En Argentina y Venezuela, el gran triunfador es la idea de la alternancia
La democracia se funda y se recrea en base a la alternancia, noción según la cual el poder no es propiedad de ningún partido, grupo, familia o persona. Por el contrario, es un recurso compartido colectivamente y transferible por medio del sufragio universal. Como tal, es transitorio y regulado por un conjunto de normas constitucionales.
En los sistemas parlamentarios el gobierno puede terminar en cualquier momento. Solo es necesario un voto de no confianza para hacer efectivo el principio de la alternancia. El gobierno se disuelve y uno nuevo se forma, ya sea en el Parlamento o por medio de elecciones anticipadas. En los presidencialismos, por su parte, el tiempo en el poder y el calendario electoral son fijos. Pensado como una alternativa a la monarquía, un presidencialismo sin límites de tiempo en el poder terminaría siendo exactamente eso, un régimen monárquico y con rasgos marcadamente despóticos.
Evocar la historia sirve para entender el capricho, el cinismo, el chantaje y la arrogancia de los oficialismos derrotados hoy en Argentina y Venezuela
Las autocracias no comulgan con estos principios, pero no obstante muchas de ellas han contado con mecanismos institucionales para enfrentar el inevitable problema de la sucesión. No siendo por convicción, una cierta alternancia ocurre por imposición del almanaque—la vida de un individuo es efímera en términos del tiempo político—tanto como por la necesidad de todo sistema de gobierno de renovarse, incluso las dictaduras.
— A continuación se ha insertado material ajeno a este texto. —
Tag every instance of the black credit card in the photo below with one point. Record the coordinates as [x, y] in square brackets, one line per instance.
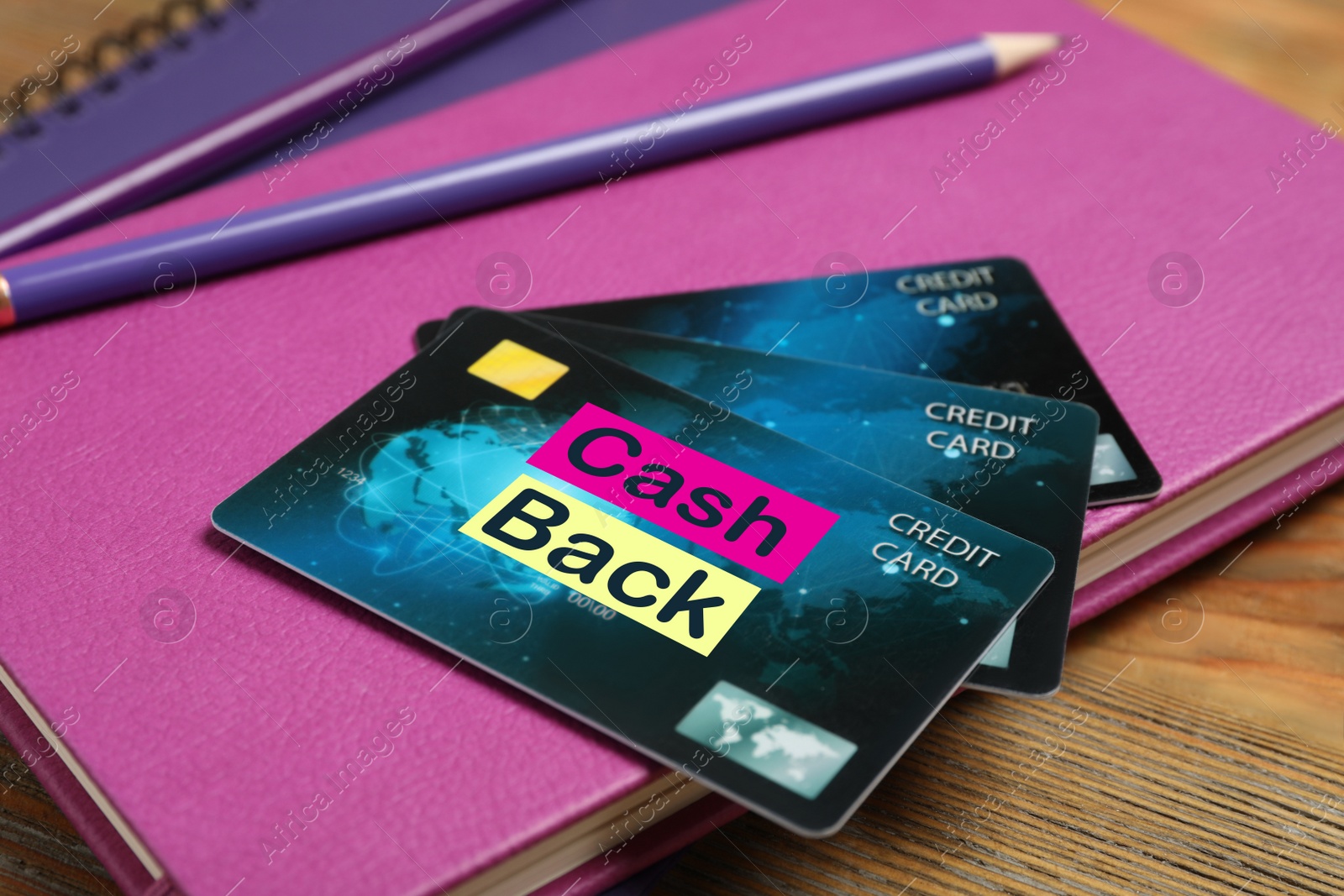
[984, 322]
[1021, 463]
[647, 562]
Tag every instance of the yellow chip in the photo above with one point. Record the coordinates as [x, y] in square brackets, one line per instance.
[517, 369]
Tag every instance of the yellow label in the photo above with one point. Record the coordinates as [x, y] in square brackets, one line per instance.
[517, 369]
[636, 574]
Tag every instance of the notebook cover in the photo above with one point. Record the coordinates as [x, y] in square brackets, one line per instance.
[259, 49]
[71, 799]
[109, 500]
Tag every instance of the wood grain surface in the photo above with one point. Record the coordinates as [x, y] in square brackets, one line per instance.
[1198, 743]
[1194, 748]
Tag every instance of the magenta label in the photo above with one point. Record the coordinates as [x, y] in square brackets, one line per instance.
[685, 492]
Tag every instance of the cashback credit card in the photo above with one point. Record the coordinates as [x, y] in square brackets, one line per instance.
[985, 322]
[655, 566]
[1016, 461]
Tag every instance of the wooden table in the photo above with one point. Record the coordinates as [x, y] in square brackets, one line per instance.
[1196, 743]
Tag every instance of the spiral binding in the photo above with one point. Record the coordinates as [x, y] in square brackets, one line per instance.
[101, 70]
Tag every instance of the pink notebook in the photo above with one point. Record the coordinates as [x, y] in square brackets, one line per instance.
[206, 745]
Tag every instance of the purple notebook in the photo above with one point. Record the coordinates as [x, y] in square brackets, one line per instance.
[253, 50]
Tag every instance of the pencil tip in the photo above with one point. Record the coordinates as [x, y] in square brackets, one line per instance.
[1015, 50]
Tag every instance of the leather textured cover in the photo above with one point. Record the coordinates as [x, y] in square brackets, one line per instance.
[207, 743]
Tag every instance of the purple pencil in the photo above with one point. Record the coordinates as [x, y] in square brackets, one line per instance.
[225, 143]
[69, 282]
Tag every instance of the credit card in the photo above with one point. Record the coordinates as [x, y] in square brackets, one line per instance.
[985, 322]
[1021, 463]
[643, 559]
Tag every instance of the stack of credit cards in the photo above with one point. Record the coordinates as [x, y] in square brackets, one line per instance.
[759, 533]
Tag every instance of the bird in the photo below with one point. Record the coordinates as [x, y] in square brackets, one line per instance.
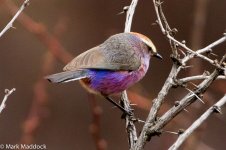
[111, 67]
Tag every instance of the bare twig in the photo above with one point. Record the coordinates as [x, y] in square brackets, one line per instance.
[199, 77]
[129, 15]
[153, 125]
[10, 24]
[197, 123]
[7, 94]
[131, 129]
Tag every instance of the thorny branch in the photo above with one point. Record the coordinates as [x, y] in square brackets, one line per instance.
[153, 126]
[10, 24]
[7, 94]
[130, 127]
[214, 109]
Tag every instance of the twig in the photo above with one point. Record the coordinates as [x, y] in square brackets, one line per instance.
[129, 15]
[197, 123]
[199, 77]
[131, 129]
[153, 125]
[10, 24]
[7, 94]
En el sistema soviético el comité central del partido-Estado se encargaba de la sucesión, una decisión de los jerarcas. Franco restauró la monarquía como regla sucesoria, que derivó en democracia. Pinochet lo hizo por medio de un plebiscito estipulado en la constitución que él mismo escribió. Típicamente, los regímenes militares resolvían la sucesión por medio de decisiones colegiadas de los altos mandos. En la Indonesia de Suharto existían tres partidos políticos que competían entre sí en elecciones regulares. Los tres respondían al dictador, una eficaz mímica de alternancia democrática que duró más de dos décadas.
En notable contraste, los bolivarianos, el ALBA y otros autoritarismos afines no han siquiera pensado en una regla sucesoria, una rutina para enfrentar al implacable paso del tiempo. El ejemplo de la complicada sucesión de Chávez ilustra el punto con elocuencia. El lector dirá que ello es por ser populistas, pero ese es el error de la época: usar el término populismo para todo, tanto que no significa nada.
De hecho, el populismo era más cuidadoso en estas lides. Getúlio Vargas dejó dos partidos detrás, el PSD y el PTB. El PRI respetaba la norma de no reelección presidencial. El peronismo resolvió la crisis de la muerte de su fundador creando un partido político, con elecciones internas y que ganó y también perdió elecciones nacionales. Eso desde 1983 y hasta la llegada del kirchnerismo en 2003.
Evocar la historia sirve para entender el capricho, el cinismo, el chantaje y la arrogancia de los oficialismos derrotados hoy en Argentina y Venezuela. Cristina Kirchner boicoteó la asunción de Macri, incumpliendo sus obligaciones institucionales y amenazando al gobierno entrante. Maduro acusó al pueblo de votar contra sí mismo, en una sorpresiva utilización de la noción de falsa conciencia. Vengativo, además, anunció que no va a construir las viviendas programadas, ello como represalia por el resultado electoral.
Lo notable no es solo el autoritarismo sino la degradación institucional causada por la concepción patrimonialista del poder. Kirchner, Maduro y Cabello pierden los estribos porque su generosidad paternalista recibe la ingratitud como respuesta, bajo la forma de una inconcebible derrota. Rechazan la alternancia no por poseer una elaborada ideología anti-liberal, sino porque están convencidos que el poder les pertenece por derecho. No piensan en el desafío de la sucesión política porque los bienes se heredan.
El nepotismo aquí es el orden natural de las cosas, la garantía de la estabilidad que se deriva de la concentración endogámica del poder del Estado. Por ello no son capaces de imaginar que ese poder termine en manos de otro. Si sucede, es ilegítimo. Esas manos son, necesariamente, las de un usurpador. Macri y la MUD acaban de cometer un delito: han hurtado el poder.
Más que nunca, seguirán hablando de golpes destituyentes. De otro modo deberían reconocer que perdieron en elecciones libres. Salvo que uno piense como ellos, quienes continúan repitiendo aquello del “giro a la derecha” en la región, por favor, ¡ya basta! Luego de la liberación de los presos de conciencia, pocas cosas en la política son más progresistas que la alternancia en el poder.